His mood shift was detected by Miss Mae, who left off chasing the butterflies to approach him with a soft whicker. Charles gave a closed smile to the horse, but did not reach out, still wary of the teeth. “Just realizing I may have misread the situation.” he told the horse softly. He continued on with his task, until all of the blankets were spread out in the sun.

It did not matter that his breath still caught in his throat when he saw Francis washing up at the pump. Charles schooled his features to be pleasant, but not quite as open when the constable came over, pulling on his shirt.

“I have a new tin of those ginger biscuits, would you like to stay for tea?” Francis’s face was flushed.

Likely from the exertion, nothing else, Charles thought, but nodded, “Yes, that would be nice, I’ll be there in a moment.”

Taking a few moments to calm his mind as he washed his hands, Charles made his way to the cabin, determined to behave himself.

However, Francis was as adept at reading Charles as Miss Mae was.

“Is there something wrong, Charles?” the constable asked, before putting the entire plate of ginger biscuits on his friend’s side of the table.

“I am conflicted,” he admitted with a sigh. “It is terribly rude of me to ask, but cornflower blue does not seem to be your colour.”

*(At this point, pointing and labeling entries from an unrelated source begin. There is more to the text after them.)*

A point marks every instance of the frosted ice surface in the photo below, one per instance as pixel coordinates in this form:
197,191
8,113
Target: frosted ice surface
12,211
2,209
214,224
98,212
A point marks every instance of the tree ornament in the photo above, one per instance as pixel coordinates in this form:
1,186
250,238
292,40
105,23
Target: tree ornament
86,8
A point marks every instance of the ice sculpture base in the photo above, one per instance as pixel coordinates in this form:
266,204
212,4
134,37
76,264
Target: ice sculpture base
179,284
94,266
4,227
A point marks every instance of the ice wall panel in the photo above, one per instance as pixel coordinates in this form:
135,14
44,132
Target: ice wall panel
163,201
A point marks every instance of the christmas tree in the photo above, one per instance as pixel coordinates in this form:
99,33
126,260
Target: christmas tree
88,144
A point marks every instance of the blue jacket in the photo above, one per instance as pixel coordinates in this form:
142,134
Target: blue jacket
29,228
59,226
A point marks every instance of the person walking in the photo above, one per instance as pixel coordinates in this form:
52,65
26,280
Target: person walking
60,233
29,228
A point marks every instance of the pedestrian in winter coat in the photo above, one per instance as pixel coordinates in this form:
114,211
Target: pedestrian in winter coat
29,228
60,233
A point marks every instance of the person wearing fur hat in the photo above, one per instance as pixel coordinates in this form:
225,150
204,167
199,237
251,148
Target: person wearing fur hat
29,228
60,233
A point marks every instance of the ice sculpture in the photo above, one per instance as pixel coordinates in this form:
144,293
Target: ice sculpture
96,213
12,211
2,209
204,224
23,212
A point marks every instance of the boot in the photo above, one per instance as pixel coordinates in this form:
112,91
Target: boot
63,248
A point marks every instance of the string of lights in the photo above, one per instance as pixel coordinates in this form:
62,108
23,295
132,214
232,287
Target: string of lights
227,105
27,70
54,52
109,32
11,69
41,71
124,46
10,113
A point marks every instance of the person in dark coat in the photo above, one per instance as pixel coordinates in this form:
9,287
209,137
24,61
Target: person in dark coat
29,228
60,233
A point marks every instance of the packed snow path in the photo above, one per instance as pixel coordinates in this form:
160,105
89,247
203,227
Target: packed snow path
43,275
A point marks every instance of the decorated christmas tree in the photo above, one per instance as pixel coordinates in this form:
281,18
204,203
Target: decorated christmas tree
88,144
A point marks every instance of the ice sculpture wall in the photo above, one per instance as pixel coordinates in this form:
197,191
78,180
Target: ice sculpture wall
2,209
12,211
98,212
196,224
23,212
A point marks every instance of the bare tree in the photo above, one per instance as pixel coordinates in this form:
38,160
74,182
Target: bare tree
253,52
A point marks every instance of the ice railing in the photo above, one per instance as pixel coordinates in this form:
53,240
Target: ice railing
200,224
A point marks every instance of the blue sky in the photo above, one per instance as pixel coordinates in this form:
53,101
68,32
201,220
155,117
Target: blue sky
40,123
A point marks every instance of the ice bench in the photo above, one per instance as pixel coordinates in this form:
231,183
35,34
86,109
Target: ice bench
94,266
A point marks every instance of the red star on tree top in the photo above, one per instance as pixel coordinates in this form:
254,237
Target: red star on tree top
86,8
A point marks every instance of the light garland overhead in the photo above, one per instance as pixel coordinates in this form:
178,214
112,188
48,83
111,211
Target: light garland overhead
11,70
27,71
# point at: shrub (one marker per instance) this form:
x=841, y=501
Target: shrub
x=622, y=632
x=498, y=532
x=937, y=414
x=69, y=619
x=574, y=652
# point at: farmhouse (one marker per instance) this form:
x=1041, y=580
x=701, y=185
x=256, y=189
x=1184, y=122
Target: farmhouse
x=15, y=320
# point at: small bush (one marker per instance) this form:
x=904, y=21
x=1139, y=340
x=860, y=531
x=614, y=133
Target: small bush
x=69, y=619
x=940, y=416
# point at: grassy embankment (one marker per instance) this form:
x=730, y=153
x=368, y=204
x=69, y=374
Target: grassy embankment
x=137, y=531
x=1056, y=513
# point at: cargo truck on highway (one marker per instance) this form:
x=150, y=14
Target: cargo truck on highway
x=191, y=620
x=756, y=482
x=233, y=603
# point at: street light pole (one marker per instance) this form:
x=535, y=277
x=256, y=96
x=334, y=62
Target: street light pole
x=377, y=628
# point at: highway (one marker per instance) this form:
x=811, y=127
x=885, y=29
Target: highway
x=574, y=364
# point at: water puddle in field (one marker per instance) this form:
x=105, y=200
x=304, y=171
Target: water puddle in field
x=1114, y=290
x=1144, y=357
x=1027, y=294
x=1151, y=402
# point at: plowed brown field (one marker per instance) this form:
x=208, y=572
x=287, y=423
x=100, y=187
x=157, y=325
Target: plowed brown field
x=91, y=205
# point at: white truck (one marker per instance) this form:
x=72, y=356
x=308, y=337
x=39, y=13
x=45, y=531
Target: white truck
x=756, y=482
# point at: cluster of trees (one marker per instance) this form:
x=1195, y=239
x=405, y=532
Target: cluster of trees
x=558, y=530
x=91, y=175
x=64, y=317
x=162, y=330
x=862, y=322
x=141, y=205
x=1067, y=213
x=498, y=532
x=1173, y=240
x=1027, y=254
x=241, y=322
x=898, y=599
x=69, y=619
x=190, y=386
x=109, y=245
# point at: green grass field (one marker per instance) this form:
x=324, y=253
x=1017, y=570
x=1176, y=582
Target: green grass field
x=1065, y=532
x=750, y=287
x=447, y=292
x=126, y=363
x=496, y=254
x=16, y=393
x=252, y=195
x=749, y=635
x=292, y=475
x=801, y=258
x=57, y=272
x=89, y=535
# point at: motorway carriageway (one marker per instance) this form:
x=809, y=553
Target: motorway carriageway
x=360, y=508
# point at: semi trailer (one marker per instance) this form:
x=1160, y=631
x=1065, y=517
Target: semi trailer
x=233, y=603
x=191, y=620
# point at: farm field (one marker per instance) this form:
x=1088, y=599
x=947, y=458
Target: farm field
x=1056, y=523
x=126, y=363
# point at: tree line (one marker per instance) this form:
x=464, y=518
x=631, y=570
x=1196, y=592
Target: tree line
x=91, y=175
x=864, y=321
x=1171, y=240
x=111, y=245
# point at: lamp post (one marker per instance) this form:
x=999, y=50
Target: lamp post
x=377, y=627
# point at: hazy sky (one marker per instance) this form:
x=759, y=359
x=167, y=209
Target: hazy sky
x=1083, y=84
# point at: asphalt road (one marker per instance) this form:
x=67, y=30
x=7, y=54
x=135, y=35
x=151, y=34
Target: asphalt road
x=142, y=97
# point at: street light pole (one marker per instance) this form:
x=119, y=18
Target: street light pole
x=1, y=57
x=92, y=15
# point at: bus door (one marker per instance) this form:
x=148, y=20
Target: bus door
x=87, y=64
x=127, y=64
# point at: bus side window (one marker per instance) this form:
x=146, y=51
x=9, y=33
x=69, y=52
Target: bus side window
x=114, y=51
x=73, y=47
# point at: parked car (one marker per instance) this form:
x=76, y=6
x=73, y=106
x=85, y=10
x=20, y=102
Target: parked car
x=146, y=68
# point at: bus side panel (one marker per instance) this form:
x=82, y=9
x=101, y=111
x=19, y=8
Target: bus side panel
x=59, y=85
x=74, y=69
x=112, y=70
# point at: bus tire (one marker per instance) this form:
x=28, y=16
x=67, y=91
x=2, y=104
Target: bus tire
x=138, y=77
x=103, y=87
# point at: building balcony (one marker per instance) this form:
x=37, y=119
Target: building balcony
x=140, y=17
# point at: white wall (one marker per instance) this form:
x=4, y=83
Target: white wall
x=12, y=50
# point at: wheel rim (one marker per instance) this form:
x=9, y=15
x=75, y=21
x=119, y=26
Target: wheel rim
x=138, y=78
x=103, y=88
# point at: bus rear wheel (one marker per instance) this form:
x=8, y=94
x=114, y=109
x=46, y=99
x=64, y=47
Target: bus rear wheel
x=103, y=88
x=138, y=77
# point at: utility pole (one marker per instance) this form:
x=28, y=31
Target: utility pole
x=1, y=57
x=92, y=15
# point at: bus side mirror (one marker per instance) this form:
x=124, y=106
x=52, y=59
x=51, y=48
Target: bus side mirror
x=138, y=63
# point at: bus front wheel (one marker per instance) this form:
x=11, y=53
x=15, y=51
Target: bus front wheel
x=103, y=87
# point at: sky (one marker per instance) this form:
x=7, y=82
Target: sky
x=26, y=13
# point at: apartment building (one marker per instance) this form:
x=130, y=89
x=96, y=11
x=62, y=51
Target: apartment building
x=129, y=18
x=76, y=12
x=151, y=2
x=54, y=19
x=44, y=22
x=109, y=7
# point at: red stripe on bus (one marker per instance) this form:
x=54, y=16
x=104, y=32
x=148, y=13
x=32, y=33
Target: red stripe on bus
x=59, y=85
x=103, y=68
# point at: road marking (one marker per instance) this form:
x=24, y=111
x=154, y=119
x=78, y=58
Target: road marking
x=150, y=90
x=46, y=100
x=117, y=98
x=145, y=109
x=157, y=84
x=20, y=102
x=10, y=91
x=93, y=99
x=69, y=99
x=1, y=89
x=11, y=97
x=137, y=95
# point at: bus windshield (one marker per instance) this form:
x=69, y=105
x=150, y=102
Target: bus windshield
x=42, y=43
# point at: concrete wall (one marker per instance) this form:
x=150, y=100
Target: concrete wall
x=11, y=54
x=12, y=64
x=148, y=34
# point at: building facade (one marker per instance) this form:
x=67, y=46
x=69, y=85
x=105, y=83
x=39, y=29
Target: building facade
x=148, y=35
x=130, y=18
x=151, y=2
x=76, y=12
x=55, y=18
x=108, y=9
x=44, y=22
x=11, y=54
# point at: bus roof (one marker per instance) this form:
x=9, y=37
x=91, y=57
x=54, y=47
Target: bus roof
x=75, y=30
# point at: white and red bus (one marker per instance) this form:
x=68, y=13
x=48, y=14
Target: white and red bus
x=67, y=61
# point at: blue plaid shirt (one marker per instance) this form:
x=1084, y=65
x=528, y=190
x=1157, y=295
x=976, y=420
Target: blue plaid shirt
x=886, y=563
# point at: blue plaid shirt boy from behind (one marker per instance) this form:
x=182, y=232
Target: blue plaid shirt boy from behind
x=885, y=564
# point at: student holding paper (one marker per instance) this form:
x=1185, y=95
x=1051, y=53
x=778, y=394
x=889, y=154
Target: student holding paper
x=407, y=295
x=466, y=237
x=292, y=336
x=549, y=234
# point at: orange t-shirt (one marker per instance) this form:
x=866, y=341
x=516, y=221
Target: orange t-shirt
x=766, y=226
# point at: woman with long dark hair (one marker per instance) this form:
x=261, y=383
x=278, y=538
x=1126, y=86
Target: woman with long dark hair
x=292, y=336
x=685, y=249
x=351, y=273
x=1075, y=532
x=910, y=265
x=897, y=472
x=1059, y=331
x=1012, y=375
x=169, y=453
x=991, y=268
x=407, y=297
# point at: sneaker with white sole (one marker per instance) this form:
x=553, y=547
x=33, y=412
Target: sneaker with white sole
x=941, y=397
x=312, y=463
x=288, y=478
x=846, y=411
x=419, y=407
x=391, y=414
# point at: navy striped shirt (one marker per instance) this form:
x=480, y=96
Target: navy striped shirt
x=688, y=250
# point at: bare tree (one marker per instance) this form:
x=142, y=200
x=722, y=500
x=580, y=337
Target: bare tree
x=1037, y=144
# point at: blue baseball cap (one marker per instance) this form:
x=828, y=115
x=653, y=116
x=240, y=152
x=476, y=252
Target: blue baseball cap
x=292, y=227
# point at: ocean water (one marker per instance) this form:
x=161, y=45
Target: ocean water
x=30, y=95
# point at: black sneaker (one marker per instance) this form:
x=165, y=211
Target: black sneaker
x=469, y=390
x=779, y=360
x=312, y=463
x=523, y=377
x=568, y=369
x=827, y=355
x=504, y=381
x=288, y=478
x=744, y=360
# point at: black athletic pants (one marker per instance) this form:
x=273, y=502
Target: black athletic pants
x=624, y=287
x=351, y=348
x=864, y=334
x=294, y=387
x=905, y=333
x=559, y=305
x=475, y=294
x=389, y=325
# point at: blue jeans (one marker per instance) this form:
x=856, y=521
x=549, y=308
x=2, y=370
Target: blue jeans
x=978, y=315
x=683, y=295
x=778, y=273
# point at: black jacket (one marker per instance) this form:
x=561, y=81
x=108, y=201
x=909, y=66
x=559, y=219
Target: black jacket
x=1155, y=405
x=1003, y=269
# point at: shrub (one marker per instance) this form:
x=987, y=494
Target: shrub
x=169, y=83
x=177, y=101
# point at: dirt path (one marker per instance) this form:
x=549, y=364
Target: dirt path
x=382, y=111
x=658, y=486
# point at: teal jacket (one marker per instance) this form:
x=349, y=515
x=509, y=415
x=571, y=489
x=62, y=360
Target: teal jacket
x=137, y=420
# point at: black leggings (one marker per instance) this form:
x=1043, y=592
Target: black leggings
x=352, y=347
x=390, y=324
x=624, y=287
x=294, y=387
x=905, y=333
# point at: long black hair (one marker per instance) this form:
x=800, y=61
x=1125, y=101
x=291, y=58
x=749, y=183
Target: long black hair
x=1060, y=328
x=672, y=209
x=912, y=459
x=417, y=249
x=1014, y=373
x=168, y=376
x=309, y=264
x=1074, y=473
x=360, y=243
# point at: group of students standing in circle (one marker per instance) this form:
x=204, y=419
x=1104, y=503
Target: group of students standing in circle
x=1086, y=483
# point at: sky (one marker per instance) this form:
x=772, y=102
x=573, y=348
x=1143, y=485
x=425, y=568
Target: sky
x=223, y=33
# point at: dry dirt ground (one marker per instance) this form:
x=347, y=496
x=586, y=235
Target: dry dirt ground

“Cornflo- wait, you mean Miss Mae’s hat?” Francis asked, his head tilted in confusion.

Charles blinked at him. “You mean your stallion, who you call ‘Miss Mae’ because he likes it better than what they called him at the farm, also has a taste for ladies’ millinery?”

Francis chuckled, rubbing at the scar on his nose, “Ah, well - he didn't care for the hat’s former owner, and kept stealing it off her head. But the veils do keep the black flies out of his eyes and ears.”

“So very practical,” Charles smiled. “Though I cannot quite believe the paragon of equine virtues has a history of stealing hats.”

“He really disliked her,” Francis said, pouring the tea, and blushing brick red.

Resting his chin on his hand, Charles murmured, “Oh, there has to be a story there.”

“Yes, well - one of Beardmore’s nieces got it into her head that she was going to come north to, erm,” Francis hunched his shoulders forward, “to find a husband.”

“And she didn't immediately fall for Jacques Boudreau?”

Francis gave a small giggle as he relaxed, “No, not quite.”

“Let’s see, she set her cap for someone young, with a good job that did not rely on luck or weather, and had all his teeth?” Charles teased gently.

“Afraid so, without taking her… target’s preferences into consideration,” Francis nodded. “She also had the idea that once married, she would convince her husband move her ‘back to civilization’, because she couldn't see any reason why anyone would stay here.”

“And I bet she didn't realize she doomed her plan as soon as she said that,” Charles murmured.

Francis stared into his cup of tea, “Miss Mae picked up on my mood being in the mud whenever Miss Alice pushed her suit. So he took to antagonizing her whenever possible. When she stood on the steps of the post office and declared in front of half the town, ‘Either that beast goes or I do’, Mrs Beardmore stepped in and offered to help her pack.”

Charles laughed, “Knew I liked Mrs Elsie’s attitude for a reason!”